Voici quelques arguements d'ordre scientifique, qui renverront les négateurs du politiquement correct à leurs études, voir leurs années d'école primaire.
 
 
DEFINITION PREMIERE DU TERME “RACE” SELON le Trésor de la langue Française
 
Citation:  
A. ANTHROPOLOGIE
1. Groupement naturel d’êtres humains, actuels ou fossiles, qui présentent un ensemble de caractères physiques communs héréditaires, indépendamment de leurs langues et nationalités.  
 
 
Leçon 1
 
PREUVES GENETIQUES
N’en déplaisent à certains qui n’hésitent pas à se servir de la génétique pour appuyer leurs affirmations…
 
a) tableau de Cavalli Sforza sur les allèles
http://img146.imageshack.us/img146 [...] stejn0.jpg
 
Des généticiens américains ont déterminé des aires géographiques homogènes, correspondant globalement aux races humaines classiques d’Henri Vallois…
Ce tableau de Cavalli-Sforza est imparable, et il est si précis qu’on a pu confirmer certaines hypothèses, puisque les Dravidiens relèvent bien de la race caucasoïde, et que les populations nord-africaines sont issues de divers métissages entre caucasoïdes et négroïdes, à l’exception de certaines populations berbères.
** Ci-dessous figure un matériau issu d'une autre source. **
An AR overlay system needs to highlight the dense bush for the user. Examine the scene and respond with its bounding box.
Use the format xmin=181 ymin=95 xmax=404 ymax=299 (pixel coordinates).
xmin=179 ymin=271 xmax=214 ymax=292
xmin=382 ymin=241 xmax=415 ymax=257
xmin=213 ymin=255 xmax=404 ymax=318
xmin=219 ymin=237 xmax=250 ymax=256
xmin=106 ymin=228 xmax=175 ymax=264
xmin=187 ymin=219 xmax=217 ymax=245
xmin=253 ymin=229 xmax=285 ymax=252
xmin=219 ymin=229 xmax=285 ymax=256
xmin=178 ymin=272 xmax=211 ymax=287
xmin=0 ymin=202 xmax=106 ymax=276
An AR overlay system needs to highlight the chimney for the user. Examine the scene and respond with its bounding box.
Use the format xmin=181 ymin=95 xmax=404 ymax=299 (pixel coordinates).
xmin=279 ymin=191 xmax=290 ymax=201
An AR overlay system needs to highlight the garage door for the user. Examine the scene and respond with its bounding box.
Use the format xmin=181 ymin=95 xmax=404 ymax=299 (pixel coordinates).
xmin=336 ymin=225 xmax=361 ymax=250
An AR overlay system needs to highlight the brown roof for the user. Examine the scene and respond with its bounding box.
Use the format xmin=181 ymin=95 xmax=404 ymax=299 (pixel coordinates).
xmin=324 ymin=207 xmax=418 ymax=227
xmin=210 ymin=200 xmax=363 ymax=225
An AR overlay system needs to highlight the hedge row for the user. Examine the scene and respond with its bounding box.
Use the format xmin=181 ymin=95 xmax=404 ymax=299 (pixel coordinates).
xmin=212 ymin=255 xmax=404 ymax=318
Voici l’apport de Cavalli-Sforza, et qu’importe si le médiatisé donne des gages aux media afin de pouvoir continuer de travailler et de bénéficier des media.
 
b) la parenté génétique entre Européens, plus proche d’européen à européen, qu’entre européens et autres races…
 
Unités de distance génétique (en centi-morgan):
 
Anglais-Danois: 21
Anglais-Italiens: 51
Anglais-Iraniens: 197
Anglais-Proche-orientaux: 236
Anglais-Indiens (d’Inde): 280
Anglais-Chinois (sud): 1152
*Anglais-Bantous: 2288
 
Italiens-Danois: 72
Italiens-Iraniens: 133
Italiens-Proche-orientaux: 208
Italiens-Indiens (d’Inde): 261
*Italiens-Chinois (sud): 1236
*Italiens-Bantous: 2292
 
Conclusion préalable : beaucoup plus de proximité entre deux européens qu’entre un Européen et un Chinois ou un Bantou…
L’assimilation d’un Bantou dans le réservoir génétique anglais a 109 plus d’impact génétique que l’assimilation d’un Danois! Ou bien que celle d’un Chinois dans le pool italien a 24 fois plus d’impact que celle d’un Anglais… Autant dire que l’immigration extra-européenne actuelle a tout lieu de modifier considérablement le patrimoine génétique européen. Quand on connait leur faible démographie actuelle et ce que les peuples européens ont produit comme trésors, il est de notre devoir d’affirmer que l’assimilation massive d’éléments extra-européens à notre patrimoine génétique est un véritable crime contre l’humanité.
 
 
c) Autres données génétiques et statistiques
 
Quelques exemples d’ordre médical constatés…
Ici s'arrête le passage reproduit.